L’introduction de nouveaux procédés combinant ozonisation et traitement UV pour cibler les micropolluants issus des produits pharmaceutiques et des pesticides devrait permette d’éliminer 80% des micropolluants dans les 100 principales usines de traitement, estime Michael Casanova. Quelque 50% de l’ensemble des micropolluants pourraient ainsi être éliminés grâce à ces nouvelles technologies.
«Mais nous pourrions, et nous devrions, faire davantage en appliquant cette technologie à toutes les stations d’épuration. Le grand problème, c’est le coût», précise le spécialiste de Pro Natura.
Pour sa part, Michael Schärer estime que la mise en œuvre de ces nouvelles mesures dans 100 usines pourrait prendre 20 ans et coûter 1,2 milliard de francs, montant qui doit encore être approuvé.
Michael Casanova, lui, propose l’installation de procédés de traitement séparés des eaux usées des hôpitaux, susceptibles de contenir des antibiotiques fortement résistants.

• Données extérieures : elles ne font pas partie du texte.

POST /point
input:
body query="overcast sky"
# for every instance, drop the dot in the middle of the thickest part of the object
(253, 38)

Mais ni Michael Schärer ni Helmut Bürgmann ne sont convaincus. «On ignore si cela se justifie, déclare ce dernier. Nous avons besoin de davantage d’informations pour déterminer des risques supplémentaires.»
En outre, Michael Casanova souhaite étendre la prévention aux hôpitaux, voire aux habitations: «Les gens jettent des médicaments périmés dans les toilettes alors qu’il faut absolument les rapporter dans les pharmacies.»

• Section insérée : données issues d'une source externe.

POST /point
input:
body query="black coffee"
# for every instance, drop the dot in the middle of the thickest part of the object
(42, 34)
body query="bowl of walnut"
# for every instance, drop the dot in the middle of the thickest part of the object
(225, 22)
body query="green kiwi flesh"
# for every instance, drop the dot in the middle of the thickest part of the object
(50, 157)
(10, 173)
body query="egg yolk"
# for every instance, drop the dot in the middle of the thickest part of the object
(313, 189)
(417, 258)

Les micropolluants entrent dans la composition de quantité de produits d’usage courant (médicaments, détergents, cosmétiques, etc.), de même que de produits phytosanitaires et d’agents de protection des matériaux. Ils parviennent dans les eaux avec les eaux usées urbaines ou à partir de sources diffuses (canalisations d’eaux pluviales, ruissellements sur des surfaces agricoles).

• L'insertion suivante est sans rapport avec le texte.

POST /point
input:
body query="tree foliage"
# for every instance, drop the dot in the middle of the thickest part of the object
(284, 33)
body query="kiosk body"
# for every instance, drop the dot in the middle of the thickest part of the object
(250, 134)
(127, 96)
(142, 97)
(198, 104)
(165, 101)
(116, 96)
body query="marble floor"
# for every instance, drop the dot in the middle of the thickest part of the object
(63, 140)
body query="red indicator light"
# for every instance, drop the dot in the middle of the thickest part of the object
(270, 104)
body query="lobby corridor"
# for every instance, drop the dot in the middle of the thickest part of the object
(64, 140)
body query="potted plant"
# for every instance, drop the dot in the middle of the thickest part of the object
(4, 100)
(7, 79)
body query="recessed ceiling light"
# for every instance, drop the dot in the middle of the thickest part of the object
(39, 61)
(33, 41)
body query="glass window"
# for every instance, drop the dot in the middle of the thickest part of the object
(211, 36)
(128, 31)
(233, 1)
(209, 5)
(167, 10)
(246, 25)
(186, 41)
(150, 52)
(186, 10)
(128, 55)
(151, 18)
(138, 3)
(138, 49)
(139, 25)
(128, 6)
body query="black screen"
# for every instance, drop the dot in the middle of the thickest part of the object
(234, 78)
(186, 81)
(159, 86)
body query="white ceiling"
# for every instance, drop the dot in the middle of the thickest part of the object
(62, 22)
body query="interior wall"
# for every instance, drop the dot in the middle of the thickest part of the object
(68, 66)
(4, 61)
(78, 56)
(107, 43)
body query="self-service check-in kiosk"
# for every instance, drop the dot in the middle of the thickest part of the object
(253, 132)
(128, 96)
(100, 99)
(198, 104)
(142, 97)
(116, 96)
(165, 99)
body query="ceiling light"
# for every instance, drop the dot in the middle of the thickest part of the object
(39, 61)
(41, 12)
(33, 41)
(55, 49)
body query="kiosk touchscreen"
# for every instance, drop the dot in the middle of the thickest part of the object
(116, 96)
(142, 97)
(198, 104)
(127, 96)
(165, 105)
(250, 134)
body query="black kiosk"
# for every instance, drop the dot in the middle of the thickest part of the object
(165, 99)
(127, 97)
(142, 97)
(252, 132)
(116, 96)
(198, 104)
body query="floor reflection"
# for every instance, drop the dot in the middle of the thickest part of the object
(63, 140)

Le terme «micropolluants» est un générique qui désigne des composés traces organiques, mais aussi des métaux lourds, présents dans les eaux à des concentrations très faibles (de l’ordre du microgramme ou du nanogramme par litre). Cependant, même en concentrations infimes, ces substances peuvent exercer un effet nocif sur les organismes aquatiques ou contaminer l’eau potable.
En Suisse, plus de 30’000 de ces substances entrent dans la composition d’une multitude de produits d’usage courant.
Les substances persistantes utilisées en grandes quantités s’avèrent particulièrement problématiques. Elles parviennent dans les eaux sous forme diluée ou de matières en suspension.
C’est le titre d’un rapport publié par Greenpeace International et révélant la présence de résidus chimiques dangereux dans des vêtements vendus par des marques comme Calvin Klein, Puma, Abercrombie & Fitch ou G-star qui se retrouvent dans les canalisations après lavage.
Le taux de produits dangereux tels que les éthoxylates de nonylphénol (NPE) mesuré par simulation de lavages sur 14 articles. Environ 84% de NPE présents dans un maillot Puma de l’équipe nationale de foot et 45% présents dans un pyjama Calvin Klein, tous deux acheté en Suisse, sont partis au premier lavage.
Utilisés dans l’industrie textile, les NPE déversés dans les égouts se décomposent en nonylphénol (NP), un sous-produit très toxique connu pour être un perturbateur hormonal.
L’utilisation de ces deux substances dans la fabrication de vêtement a été interdite dans l’Union européenne, aux Etats-Unis et au Canada.